The intrusions, which had not ever been publicly confirmed, were first disclosed in special counsel Robert Mueller's report about Russian interference in the 2016 election last month.
"I recently met with the FBI concerning the election issue mentioned in the Mueller report," DeSantis said. "Two Florida counties experienced intrusion into the supervisor of election networks. There was no manipulation."
Gov. DeSantis on Fla. counties' election hacking: "I recently met with the FBI concerning the election issues mention in the Mueller report," DeSantis said. "Two Florida counties experienced intrusions into supervisor of elections networks." https://t.co/H06rKzORXI pic.twitter.com/0h4bJKLXS6— Spectrum Bay News 9 (@BN9) May 14, 2019
DeSantis said he could not disclose which counties' networks were compromised, but he said the voter data that the attackers gained access to was already public.
"Nothing that affected the vote count," DeSantis said.
One sentence in the Mueller report prompted DeSantis' meeting with the FBI: "We understand the FBI believes that this operation enabled [Russian military intelligence] to gain access to the network of at least one Florida county government" during the 2016 election.
The mention that Russian hackers had accessed Florida networks came as a surprise to many in the state.
"I haven't heard even a whisper" about such a breach, said Paul Lux, president of the Florida State Association of Supervisors of Elections in an interview with NPR last month.
To break into the Florida elections systems, the Russian hackers used a spear-phishing campaign, where they used email addresses designed to look like a voting system vendor to trick the election officials into giving them access to their networks.
A leaked document from the National Security Agency in 2017 identified the company as Florida-based VR Systems.
The campaign was detailed in an indictment filed last summer by Mueller's office:
In or around November 2016 and prior to the 2016 U.S. presidential election, KOVALEV and his co-conspirators used an email account designed to look like a Vendor 1 email address to send over 100 spearphishing emails to organizations and personnel involved in administering elections in numerous Florida counties.
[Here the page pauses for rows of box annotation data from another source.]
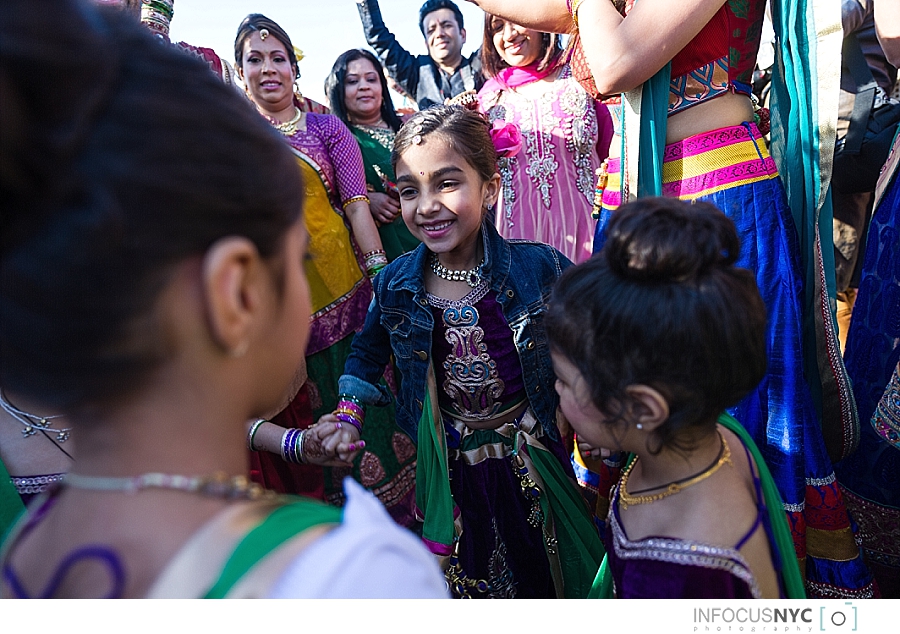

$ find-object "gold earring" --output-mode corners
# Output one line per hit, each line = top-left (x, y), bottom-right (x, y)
(228, 339), (250, 359)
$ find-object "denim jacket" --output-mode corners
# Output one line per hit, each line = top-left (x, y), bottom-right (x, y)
(356, 0), (484, 110)
(338, 222), (572, 440)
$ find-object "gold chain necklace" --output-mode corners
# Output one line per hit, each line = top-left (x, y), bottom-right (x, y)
(267, 106), (303, 136)
(619, 431), (734, 511)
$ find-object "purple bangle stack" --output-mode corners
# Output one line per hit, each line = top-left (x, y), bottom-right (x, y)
(281, 429), (306, 464)
(334, 394), (366, 433)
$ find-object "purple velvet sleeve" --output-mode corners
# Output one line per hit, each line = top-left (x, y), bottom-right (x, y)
(310, 115), (366, 203)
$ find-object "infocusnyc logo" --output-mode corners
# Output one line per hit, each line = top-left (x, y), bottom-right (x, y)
(693, 601), (859, 634)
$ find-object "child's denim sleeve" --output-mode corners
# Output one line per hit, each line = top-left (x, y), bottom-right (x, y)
(338, 294), (392, 405)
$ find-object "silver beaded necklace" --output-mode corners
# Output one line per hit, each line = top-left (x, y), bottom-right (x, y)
(431, 253), (484, 288)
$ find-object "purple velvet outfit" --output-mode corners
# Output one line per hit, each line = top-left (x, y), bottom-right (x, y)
(428, 282), (573, 598)
(606, 440), (783, 599)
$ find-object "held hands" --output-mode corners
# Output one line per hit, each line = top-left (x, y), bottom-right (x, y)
(303, 414), (366, 467)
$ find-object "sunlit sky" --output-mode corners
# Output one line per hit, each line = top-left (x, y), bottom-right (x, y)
(170, 0), (492, 105)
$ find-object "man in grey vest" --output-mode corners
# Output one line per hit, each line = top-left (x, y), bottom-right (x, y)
(356, 0), (484, 110)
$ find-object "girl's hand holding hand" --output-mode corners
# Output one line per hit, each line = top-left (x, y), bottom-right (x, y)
(303, 414), (366, 467)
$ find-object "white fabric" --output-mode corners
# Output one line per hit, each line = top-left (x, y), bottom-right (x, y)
(269, 478), (449, 599)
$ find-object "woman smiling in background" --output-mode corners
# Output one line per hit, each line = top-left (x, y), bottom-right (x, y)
(478, 14), (612, 262)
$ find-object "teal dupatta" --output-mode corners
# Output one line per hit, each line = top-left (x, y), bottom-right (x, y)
(621, 0), (860, 462)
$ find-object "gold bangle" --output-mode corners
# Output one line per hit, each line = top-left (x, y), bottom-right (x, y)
(341, 196), (369, 211)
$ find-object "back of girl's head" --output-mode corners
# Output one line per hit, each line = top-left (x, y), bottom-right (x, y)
(234, 13), (300, 79)
(0, 0), (302, 412)
(325, 48), (401, 132)
(547, 198), (766, 451)
(391, 106), (497, 181)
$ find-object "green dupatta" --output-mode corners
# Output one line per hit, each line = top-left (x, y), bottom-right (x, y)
(771, 0), (860, 462)
(0, 460), (25, 543)
(416, 368), (604, 599)
(203, 497), (344, 599)
(588, 414), (806, 599)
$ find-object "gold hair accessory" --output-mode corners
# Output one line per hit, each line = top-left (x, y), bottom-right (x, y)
(412, 121), (422, 145)
(619, 431), (734, 511)
(0, 390), (72, 443)
(447, 90), (478, 110)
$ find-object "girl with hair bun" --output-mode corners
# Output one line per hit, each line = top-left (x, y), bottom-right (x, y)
(0, 0), (446, 598)
(319, 106), (602, 598)
(547, 198), (804, 599)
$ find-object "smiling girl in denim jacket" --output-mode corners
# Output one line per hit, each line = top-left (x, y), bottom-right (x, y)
(320, 106), (603, 598)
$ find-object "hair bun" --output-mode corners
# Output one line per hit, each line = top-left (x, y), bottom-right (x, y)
(603, 198), (740, 284)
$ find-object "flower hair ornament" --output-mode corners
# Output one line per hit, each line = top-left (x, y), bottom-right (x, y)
(489, 119), (522, 158)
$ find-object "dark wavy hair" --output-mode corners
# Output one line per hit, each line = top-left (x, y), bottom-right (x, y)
(481, 13), (563, 77)
(325, 48), (401, 132)
(0, 0), (303, 414)
(234, 13), (300, 79)
(391, 105), (497, 181)
(546, 198), (766, 453)
(419, 0), (466, 35)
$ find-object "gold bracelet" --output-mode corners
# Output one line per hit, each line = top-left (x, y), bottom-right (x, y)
(341, 196), (369, 211)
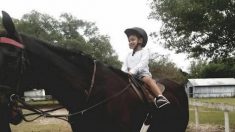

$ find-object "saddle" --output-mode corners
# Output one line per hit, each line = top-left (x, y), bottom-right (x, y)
(130, 76), (165, 107)
(130, 76), (165, 125)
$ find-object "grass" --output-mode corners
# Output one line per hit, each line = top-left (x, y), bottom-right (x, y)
(189, 98), (235, 129)
(190, 98), (235, 105)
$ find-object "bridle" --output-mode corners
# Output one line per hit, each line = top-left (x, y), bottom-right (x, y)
(0, 37), (133, 122)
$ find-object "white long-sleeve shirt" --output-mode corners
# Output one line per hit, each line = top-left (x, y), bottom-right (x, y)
(122, 49), (151, 76)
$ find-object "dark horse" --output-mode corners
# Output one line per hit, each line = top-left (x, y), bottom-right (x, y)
(0, 12), (188, 132)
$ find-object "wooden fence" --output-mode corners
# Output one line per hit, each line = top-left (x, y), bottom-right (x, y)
(189, 101), (235, 132)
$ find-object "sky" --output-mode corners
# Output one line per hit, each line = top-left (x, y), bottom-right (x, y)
(0, 0), (193, 71)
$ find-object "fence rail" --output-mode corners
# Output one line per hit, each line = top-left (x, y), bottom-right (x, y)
(189, 101), (235, 132)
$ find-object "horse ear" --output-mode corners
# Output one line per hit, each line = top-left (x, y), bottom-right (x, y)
(2, 11), (19, 41)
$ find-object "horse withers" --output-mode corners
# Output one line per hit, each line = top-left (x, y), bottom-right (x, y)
(0, 12), (188, 132)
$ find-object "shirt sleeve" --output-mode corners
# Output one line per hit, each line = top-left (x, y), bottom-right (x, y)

The spearphishing emails contained malware that the Conspirators embedded into Word documents bearing Vendor 1's logo.
Last year, former Florida Sen. Bill Nelson warned that Russia had "penetrated" Florida's voter registration systems, but election officials denied that vehemently at the time.
Then-Gov. Rick Scott, who defeated Nelson in the Senate race, decried Nelson's claims and said they "only serve to erode public trust in our elections at a critical time."